- The Washington Times - Wednesday, September 4, 2002

LONDON British Prime Minister Tony Blair said yesterday that Saddam Hussein poses a threat to the world and insisted the United States should not have to act alone in any military operation against the Iraqi leader.
"Iraq poses a real and a unique threat to the security of the region and to the rest of the world," Mr. Blair told a news conference in perhaps the strongest endorsement of regime change in Iraq from any foreign leader.
"This is not just an issue for the U.S. It is an issue for Britain and the wider world."
Mr. Blair, speaking as other foreign leaders pressed for a U.N. role in any decision on Iraq, said Saddam was violating existing U.N. resolutions and continuing "in his efforts to create weapons of mass destruction."
"We cannot have a situation where people turn a blind eye," he said.
He also said Britain will publish evidence of Iraq's development of weapons of mass destruction "within the next few weeks," Agence France-Presse reported.
"A lot of the work has already been done," he told reporters in his parliamentary constituency of Sedgefield, in the northeast of England. "There needs to be some more work, some more checking done."
Echoing U.S. calls for Saddam's removal, Mr. Blair said: "Either the [Iraqi] regime starts to function in an entirely different way or the regime has to change."
For the Bush administration, Mr. Blair's remarks were a welcome change from the chorus of European and other leaders who have urged Washington to exercise restraint against Baghdad.
French President Jacques Chirac has said any military action must be approved by the U.N. Security Council, and German Chancellor Gerhard Schroeder an outspoken critic of an invasion has called on the White House to consult fully with allies on its plans.

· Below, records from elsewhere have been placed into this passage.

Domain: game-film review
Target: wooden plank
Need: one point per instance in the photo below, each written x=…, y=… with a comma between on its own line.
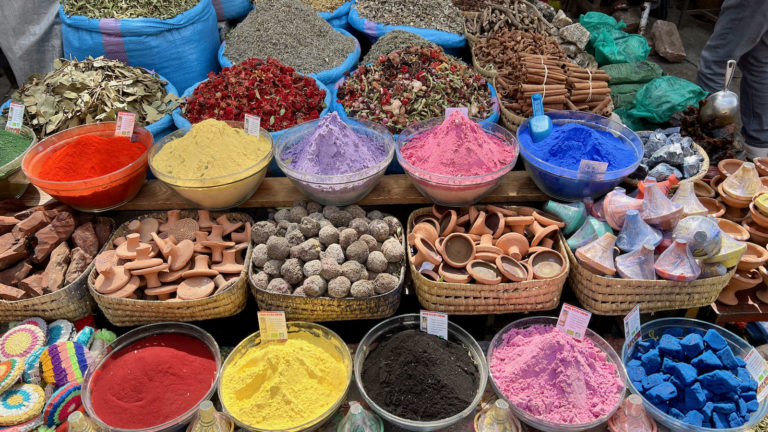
x=515, y=187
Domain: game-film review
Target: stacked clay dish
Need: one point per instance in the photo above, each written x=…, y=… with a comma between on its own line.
x=310, y=250
x=485, y=246
x=179, y=259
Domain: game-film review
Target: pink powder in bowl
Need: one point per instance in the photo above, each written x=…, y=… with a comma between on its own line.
x=555, y=377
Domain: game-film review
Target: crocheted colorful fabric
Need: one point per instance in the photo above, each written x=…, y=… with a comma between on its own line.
x=21, y=403
x=20, y=341
x=65, y=362
x=62, y=403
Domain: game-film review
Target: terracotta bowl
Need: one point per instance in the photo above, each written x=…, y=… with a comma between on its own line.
x=733, y=229
x=754, y=257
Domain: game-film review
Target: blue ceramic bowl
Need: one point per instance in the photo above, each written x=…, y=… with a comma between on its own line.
x=570, y=185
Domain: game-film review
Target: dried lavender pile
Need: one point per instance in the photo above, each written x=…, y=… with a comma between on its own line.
x=430, y=14
x=291, y=32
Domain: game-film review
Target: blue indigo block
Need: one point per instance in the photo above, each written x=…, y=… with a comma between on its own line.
x=669, y=346
x=692, y=345
x=694, y=418
x=714, y=340
x=707, y=362
x=719, y=382
x=661, y=393
x=651, y=361
x=727, y=358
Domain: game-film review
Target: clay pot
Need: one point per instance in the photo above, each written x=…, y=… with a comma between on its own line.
x=484, y=272
x=729, y=166
x=511, y=268
x=458, y=250
x=733, y=229
x=454, y=275
x=754, y=257
x=547, y=264
x=714, y=207
x=740, y=281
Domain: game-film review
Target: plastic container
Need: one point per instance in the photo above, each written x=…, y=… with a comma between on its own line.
x=739, y=347
x=542, y=424
x=92, y=195
x=338, y=190
x=297, y=329
x=567, y=185
x=216, y=193
x=134, y=336
x=451, y=190
x=410, y=322
x=13, y=182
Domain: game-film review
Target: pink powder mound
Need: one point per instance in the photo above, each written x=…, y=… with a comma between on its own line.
x=458, y=147
x=554, y=376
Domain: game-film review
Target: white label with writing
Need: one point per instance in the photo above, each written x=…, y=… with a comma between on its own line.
x=573, y=321
x=125, y=121
x=756, y=368
x=434, y=323
x=272, y=326
x=15, y=117
x=632, y=326
x=252, y=124
x=592, y=169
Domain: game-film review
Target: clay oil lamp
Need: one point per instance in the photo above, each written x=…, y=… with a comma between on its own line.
x=636, y=232
x=511, y=268
x=597, y=256
x=637, y=264
x=573, y=214
x=484, y=272
x=677, y=263
x=754, y=257
x=547, y=264
x=740, y=281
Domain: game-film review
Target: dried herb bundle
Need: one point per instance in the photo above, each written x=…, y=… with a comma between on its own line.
x=90, y=91
x=162, y=9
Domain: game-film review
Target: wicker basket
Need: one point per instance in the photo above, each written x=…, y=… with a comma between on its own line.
x=476, y=299
x=129, y=312
x=615, y=296
x=72, y=302
x=321, y=309
x=699, y=175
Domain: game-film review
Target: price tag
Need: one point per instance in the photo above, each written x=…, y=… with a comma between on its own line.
x=125, y=121
x=632, y=326
x=756, y=368
x=592, y=169
x=252, y=124
x=272, y=326
x=15, y=117
x=463, y=110
x=434, y=323
x=573, y=321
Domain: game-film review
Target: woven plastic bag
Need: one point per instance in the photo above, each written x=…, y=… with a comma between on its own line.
x=182, y=48
x=328, y=77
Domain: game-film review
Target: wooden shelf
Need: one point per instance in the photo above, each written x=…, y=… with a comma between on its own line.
x=515, y=187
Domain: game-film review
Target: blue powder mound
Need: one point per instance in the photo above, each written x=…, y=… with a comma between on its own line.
x=571, y=143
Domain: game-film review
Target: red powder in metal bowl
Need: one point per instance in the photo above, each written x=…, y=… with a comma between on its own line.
x=152, y=381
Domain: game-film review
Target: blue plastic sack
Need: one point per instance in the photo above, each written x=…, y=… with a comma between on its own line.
x=451, y=42
x=231, y=9
x=274, y=169
x=182, y=48
x=328, y=77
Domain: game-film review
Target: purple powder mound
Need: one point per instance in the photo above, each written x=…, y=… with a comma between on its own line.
x=335, y=148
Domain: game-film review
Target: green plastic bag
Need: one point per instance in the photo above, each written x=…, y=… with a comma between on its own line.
x=635, y=72
x=662, y=97
x=619, y=47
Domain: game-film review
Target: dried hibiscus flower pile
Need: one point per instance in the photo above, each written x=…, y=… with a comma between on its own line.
x=268, y=89
x=412, y=85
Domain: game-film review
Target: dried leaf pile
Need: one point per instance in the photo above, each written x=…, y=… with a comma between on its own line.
x=90, y=91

Russia has hinted it might use its veto to block any measure for military action against Baghdad that comes up before the Security Council. But in talks Monday with his Iraqi counterpart, Naji Sabri, Foreign Minister Igor Ivanov also pressed Baghdad to allow the return of U.N. weapons inspectors.
Mr. Ivanov called the resumption of inspections a "necessary condition" for lifting sanctions.
In Johannesburg, Iraqi Deputy Prime Minister Tariq Aziz told the Earth Summit yesterday that Baghdad is ready to discuss a return of weapons inspectors, but only in a broader context of ending sanctions and restoring Iraqi sovereignty over all its territory a stance U.N. Secretary-General Kofi Annan has rejected in the past.
"If you want to find a solution, you have to find a solution for all these matters, not only pick up one certain aspect of it," Mr. Aziz said after meeting with Mr. Annan. "We are ready to find such a solution."
Mr. Aziz insisted Iraq was "ready to cooperate." But he said Iraq wanted U.N. inspectors to come only "for a special mission" not "if they send people who drag their feet for years." He noted the last team of U.N. inspectors stayed for 7 years.
U.N. inspectors charged with confirming the dismantling of Iraq's mass-destruction weapons have been barred from Iraq since 1998.
Britain is one of the United States' strongest allies, but Mr. Blair has barely spoken in public about Iraq in recent weeks. He has come under mounting pressure from the British news media and members of his own governing Labor Party to explain his position.
Facing a barrage of questions from journalists about Britain's position on Iraq, Mr. Blair said inaction was not an option but insisted that no decision had been made on what to do.
"I do believe that the threat posed by the current Iraqi regime is real, I believe that it is in the U.K.'s national interest that this is addressed, just as dealing with the terrorists after September 11 was in our national interest even though the actual terrorist act took place thousands of miles away on the streets of New York, not in London," he said.
"The whole of the international community has a responsibility to deal with this," Mr. Blair said.
"If September 11 teaches us anything, it teaches us that it is wrong to wait until the threat materializes," he said. "These issues are being raised rightly by the United States."
About 160 lawmakers, many members of Mr. Blair's governing Labor Party, have signed a motion cautioning against military action.
Concern is also growing among the British public about participating in any U.S. offensive against Saddam. An ICM poll published this week said 71 percent of voters oppose Britain joining a war against Iraq that lacks U.N. approval.